34 Dem Herrn war das Geschrei eurer Eltern nicht entgangen. Er wurde zornig und schwor ihnen: 35 »Keiner aus dieser widerspenstigen Generation wird das gute Land sehen, das ich euren Vorfahren versprochen habe. 36 Nur Kaleb, der Sohn von Jefunne, wird hineinkommen. Ihm und seinen Nachkommen werde ich das Gebiet geben, das er erkundet hat. Denn er hat treu zu mir gehalten.«

37 Auch auf mich wurde der Herr euretwegen zornig und sagte zu mir: »Du wirst das Land ebenfalls nicht betreten. 38 An deiner Stelle wird Josua hineingehen, der Sohn von Nun, der dir bei deinen Aufgaben geholfen hat. Unterstütze und ermutige ihn! Denn er soll Kanaan unter den Israeliten aufteilen.« 39 Zu euren Eltern sagte der Herr: »Eure Kinder, die heute noch nicht Gut und Böse unterscheiden können, werden in das Land hineingehen. Ja, eure kleinen Kinder, die ihr schon in den Händen eurer Feinde gesehen habt, werden es einnehmen! Ihnen will ich das Land geben. 40 Ihr aber sollt wieder umkehren und in die Wüste in Richtung Rotes Meer ziehen.«

41 Da antworteten eure Väter: »Wir haben gegen den Herrn, unseren Gott, gesündigt. Jetzt wollen wir doch in das Land gehen und kämpfen, wie er es uns befohlen hat.« Sie nahmen ihre Waffen und dachten, sie könnten das Bergland mit Leichtigkeit erobern. 42 Der Herr aber sprach zu mir: »Warne sie davor, ins Bergland zu gehen und zu kämpfen! Ich stehe ihnen nicht bei! Sie werden den Kampf verlieren!«

43 Ich sagte es ihnen, aber sie hörten nicht auf mich und widersetzten sich dem Befehl des Herrn. Vermessen, wie sie waren, zogen sie ins Bergland hinauf. 44 Da kamen ihnen die Amoriter, die dort lebten, entgegen. Wie ein Bienenschwarm fielen sie über eure Väter her und trieben sie auseinander. Sie jagten sie durch das Gebirge Seïr bis nach Horma.

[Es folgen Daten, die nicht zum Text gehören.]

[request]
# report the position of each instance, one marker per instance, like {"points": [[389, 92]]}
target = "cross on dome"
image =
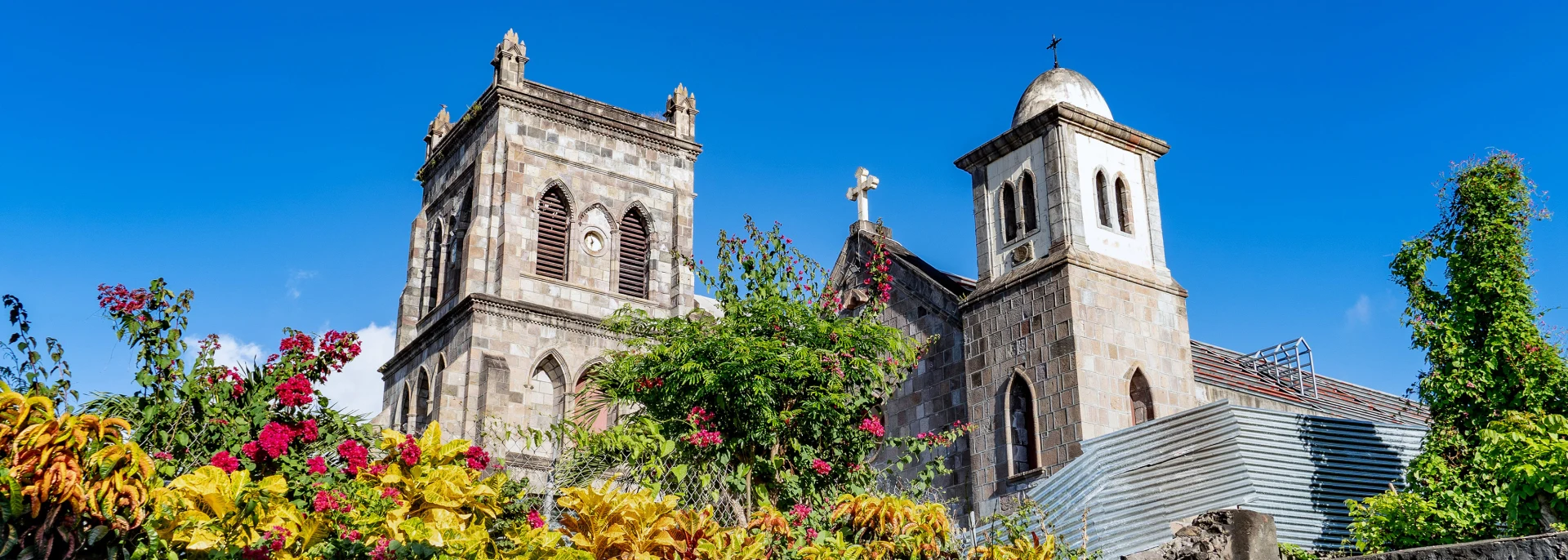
{"points": [[864, 182]]}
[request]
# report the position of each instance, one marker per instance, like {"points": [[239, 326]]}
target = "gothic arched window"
{"points": [[1027, 185], [1021, 438], [634, 255], [1123, 206], [1142, 399], [400, 410], [588, 398], [433, 269], [546, 398], [421, 400], [1102, 200], [552, 234], [1009, 212]]}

45 Schließlich kamen eure Väter zurück, weinten und riefen zum Herrn um Hilfe. Aber er hörte nicht auf ihr Klagen und gab ihnen keine Antwort. 46 Danach blieb unser Volk noch längere Zeit in Kadesch.

New Living Translation

Deuteronomy 1

Introduction to Moses’ First Address

1These are the words that Moses spoke to all the people of Israel while they were in the wilderness east of the Jordan River. They were camped in the Jordan Valley[a] near Suph, between Paran on one side and Tophel, Laban, Hazeroth, and Di-zahab on the other.

Normally it takes only eleven days to travel from Mount Sinai[b] to Kadesh-barnea, going by way of Mount Seir. But forty years after the Israelites left Egypt, on the first day of the eleventh month,[c] Moses addressed the people of Israel, telling them everything the Lord had commanded him to say. This took place after he had defeated King Sihon of the Amorites, who ruled in Heshbon, and at Edrei had defeated King Og of Bashan, who ruled in Ashtaroth.

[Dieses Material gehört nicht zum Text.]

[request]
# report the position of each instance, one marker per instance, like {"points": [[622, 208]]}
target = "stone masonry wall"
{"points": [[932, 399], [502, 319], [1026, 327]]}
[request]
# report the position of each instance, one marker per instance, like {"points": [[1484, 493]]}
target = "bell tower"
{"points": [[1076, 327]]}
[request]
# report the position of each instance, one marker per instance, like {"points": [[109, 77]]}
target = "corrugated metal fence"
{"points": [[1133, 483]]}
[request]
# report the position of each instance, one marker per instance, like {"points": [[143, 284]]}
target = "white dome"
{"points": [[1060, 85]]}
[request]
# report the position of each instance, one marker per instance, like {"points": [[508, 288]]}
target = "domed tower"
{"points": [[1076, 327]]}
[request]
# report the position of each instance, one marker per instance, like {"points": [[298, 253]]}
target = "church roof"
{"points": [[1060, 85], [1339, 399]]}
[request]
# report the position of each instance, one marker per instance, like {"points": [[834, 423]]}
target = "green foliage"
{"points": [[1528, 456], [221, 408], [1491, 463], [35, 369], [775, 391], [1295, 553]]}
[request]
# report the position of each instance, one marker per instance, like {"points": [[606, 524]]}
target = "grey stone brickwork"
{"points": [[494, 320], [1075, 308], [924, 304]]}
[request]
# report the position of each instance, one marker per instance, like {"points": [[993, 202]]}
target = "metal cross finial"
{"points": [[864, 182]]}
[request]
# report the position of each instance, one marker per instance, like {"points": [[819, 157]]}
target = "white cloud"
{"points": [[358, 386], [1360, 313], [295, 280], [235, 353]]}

While the Israelites were in the land of Moab east of the Jordan River, Moses carefully explained the Lord’s instructions as follows.

The Command to Leave Sinai

“When we were at Mount Sinai, the Lord our God said to us, ‘You have stayed at this mountain long enough. It is time to break camp and move on. Go to the hill country of the Amorites and to all the neighboring regions—the Jordan Valley, the hill country, the western foothills,[d] the Negev, and the coastal plain. Go to the land of the Canaanites and to Lebanon, and all the way to the great Euphrates River. Look, I am giving all this land to you! Go in and occupy it, for it is the land the Lord swore to give to your ancestors Abraham, Isaac, and Jacob, and to all their descendants.’”

Moses Appoints Leaders from Each Tribe

Moses continued, “At that time I told you, ‘You are too great a burden for me to carry all by myself. 10 The Lord your God has increased your population, making you as numerous as the stars! 11 And may the Lord, the God of your ancestors, multiply you a thousand times more and bless you as he promised! 12 But you are such a heavy load to carry! How can I deal with all your problems and bickering? 13 Choose some well-respected men from each tribe who are known for their wisdom and understanding, and I will appoint them as your leaders.’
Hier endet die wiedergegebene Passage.